Reste, viens - Par Jean-Luc Nancy


Reste, viens - Par Jean-Luc Nancy
Qu'il est difficile d'écrire alors que le silence s'impose. Et pourtant il le faut, il faut sans attendre adresser le salut. Jacques, il m'est impossible d'écrire aujourd'hui autrement qu'en m'adressant à toi. Déjà, revenant de Paris après t'avoir vu, je pensais que je t'écrirais chaque jour un mot, pour passer les limites et la fatigue, pour toi, du téléphone. Et voici que c'est la seule lettre possible. Mais je suis incapable de ne pas faire comme si, malgré tout, je pouvais t'écrire. Il ne m'est pas possible de me tourner vers un "public". Il faut parler de toi, mais en parlant à toi. Comme si...
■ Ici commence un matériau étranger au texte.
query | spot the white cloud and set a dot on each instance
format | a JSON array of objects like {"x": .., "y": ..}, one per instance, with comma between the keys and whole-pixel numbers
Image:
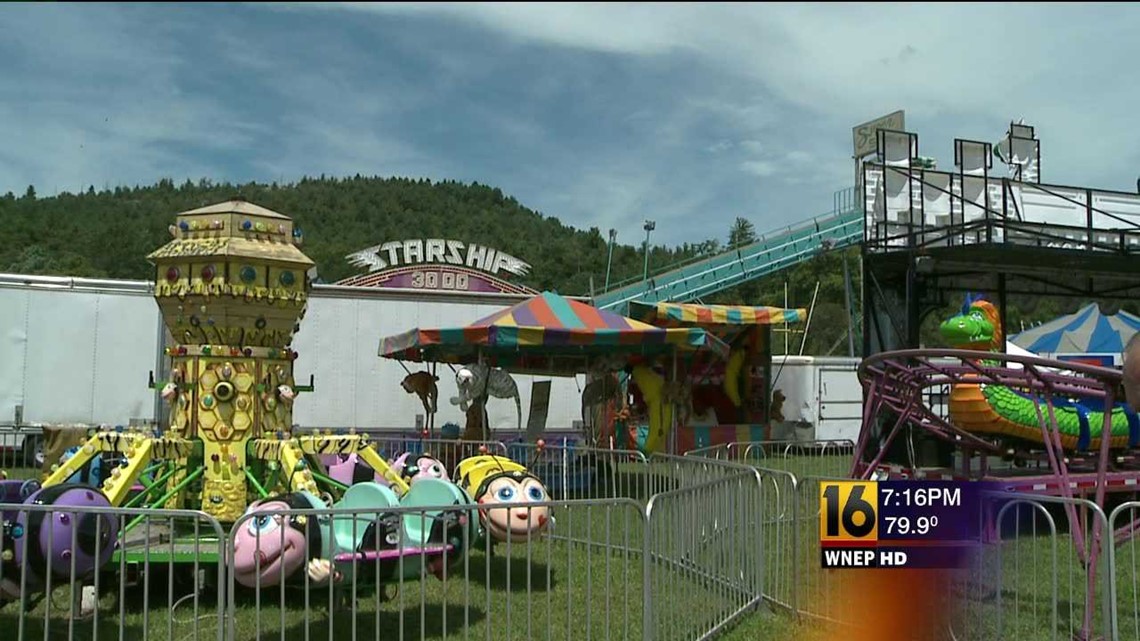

Tu as aimé ce "comme si" venu de Kant et que tu voulais reprendre non pas comme un procédé d'illusionniste mais comme une affirmation sans réserve de la présence de l'impossible et de l'inconditionné. Comme s'il était là - l'absolu -, et de fait il y est. Ainsi tu es là, toi, tu es inconditionnellement et absolument celui que tu es - éternellement. Et cela n'a rien à voir avec une résurrection religieuse (nous en parlions, tu plaisantais : "Finalement, j'aimerais mieux une vraie résurrection classique !"). Mais cela a tout à voir, d'une part avec cette présence aujourd'hui, la tienne, pas encore déposée sur la rive de la mémoire, encore un instant dans le fleuve, suspendue - et d'autre part avec le caractère absolu, exclusif, ineffaçable de chacun, de chaque existence.
Tu as écrit que la mort de chacun est "chaque fois unique la fin du monde". C'est-à-dire que le monde est chaque fois tout entier présent en chacun, comme chacun. Toujours chaque fois surgissant et s'abîmant, soustrait à la permanence et à l'identité, remis à l'éclipse et à l'altérité. Tu n'es plus toi-même, tu n'es même plus "toi" - c'est à ce "même plus" que je m'adresse - et ainsi tu es, tu nous es donné aussi bien que tu es abandonné de tous.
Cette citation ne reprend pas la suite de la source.